Au cours des quatre dernières années, le pays a connu cinq tentatives de destitution présidentielle, une tentative réussie de dissolution du Congrès et quatre présidents. Selon Ames, le problème réside en partie dans le fait que la loi péruvienne autorise toute personne à se présenter au Congrès, sans restriction liée à un casier judiciaire. Une fois élus, les législateurs bénéficient de l'immunité de poursuites.
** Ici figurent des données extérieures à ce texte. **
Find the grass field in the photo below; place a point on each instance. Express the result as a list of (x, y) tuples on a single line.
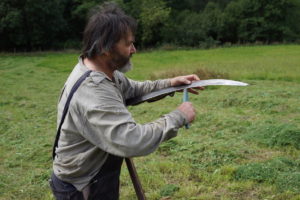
[(244, 144)]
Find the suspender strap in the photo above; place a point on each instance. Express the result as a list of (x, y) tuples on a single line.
[(66, 108)]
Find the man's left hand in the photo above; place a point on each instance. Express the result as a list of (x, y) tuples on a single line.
[(185, 80)]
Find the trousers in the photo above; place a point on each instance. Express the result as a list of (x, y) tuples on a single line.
[(104, 186)]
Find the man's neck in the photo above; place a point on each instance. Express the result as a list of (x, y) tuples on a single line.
[(98, 64)]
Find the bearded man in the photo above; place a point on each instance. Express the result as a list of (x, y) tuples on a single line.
[(98, 131)]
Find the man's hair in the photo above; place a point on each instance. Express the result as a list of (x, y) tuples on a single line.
[(107, 25)]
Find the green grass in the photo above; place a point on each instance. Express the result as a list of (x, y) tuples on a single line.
[(244, 143)]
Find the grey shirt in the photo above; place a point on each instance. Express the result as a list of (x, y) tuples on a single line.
[(99, 123)]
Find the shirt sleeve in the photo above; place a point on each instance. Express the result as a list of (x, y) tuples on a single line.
[(110, 126)]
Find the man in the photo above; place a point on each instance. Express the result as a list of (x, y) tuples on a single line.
[(98, 131)]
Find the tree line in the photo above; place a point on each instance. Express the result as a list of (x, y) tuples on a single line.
[(58, 24)]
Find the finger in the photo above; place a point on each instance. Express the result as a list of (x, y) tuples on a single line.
[(192, 91), (193, 77), (185, 80)]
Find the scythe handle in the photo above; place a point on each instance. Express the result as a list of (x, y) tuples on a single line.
[(135, 179)]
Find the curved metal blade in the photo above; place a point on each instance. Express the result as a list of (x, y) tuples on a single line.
[(156, 95)]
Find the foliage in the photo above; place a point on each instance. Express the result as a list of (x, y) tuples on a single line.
[(282, 172), (32, 25), (224, 155)]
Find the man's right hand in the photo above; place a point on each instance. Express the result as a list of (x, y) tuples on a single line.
[(189, 111)]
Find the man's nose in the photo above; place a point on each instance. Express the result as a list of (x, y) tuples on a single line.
[(132, 49)]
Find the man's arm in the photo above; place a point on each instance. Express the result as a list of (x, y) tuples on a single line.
[(133, 88), (110, 126)]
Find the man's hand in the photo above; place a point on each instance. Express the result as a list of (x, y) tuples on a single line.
[(188, 110), (185, 80)]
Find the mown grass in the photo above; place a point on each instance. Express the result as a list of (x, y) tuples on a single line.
[(244, 143)]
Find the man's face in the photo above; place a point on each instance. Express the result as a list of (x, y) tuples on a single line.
[(122, 52)]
Aujourd'hui, avec un seul mandat, les législateurs ont tout intérêt à utiliser leur temps limité pour faire avancer leurs intérêts personnels plutôt que de diriger le pays. « Ces incitations sont à très court terme et égoïstes », a-t-elle déclaré.
La Cour constitutionnelle du Pérou, censée constituer la dernière ligne de défense en temps de crise politique, est restée silencieuse lors des batailles politiques des dernières semaines. Selon Mme Ames, cela s'explique par le fait que ses membres sont également élus par le Congrès.
En repensant aux événements de ces derniers jours, le plus remarquable est peut-être que les responsables politiques semblent avoir écouté les manifestants. Nombre d'entre eux sont très jeunes, ont perdu leur emploi ou ont été contraints d'abandonner leurs études dans le contexte de la pandémie de Covid. La confiance des adultes péruviens envers leur Congrès a peut-être été érodée, mais le pouvoir législatif a peut-être encore la possibilité de renforcer la confiance au sein de la jeunesse, s'il parvient à corriger les erreurs à temps. Mais bien sûr, la tâche n'est pas aisée, et M. Sagasti aura du mal à démêler ce chaos dans les jours à venir.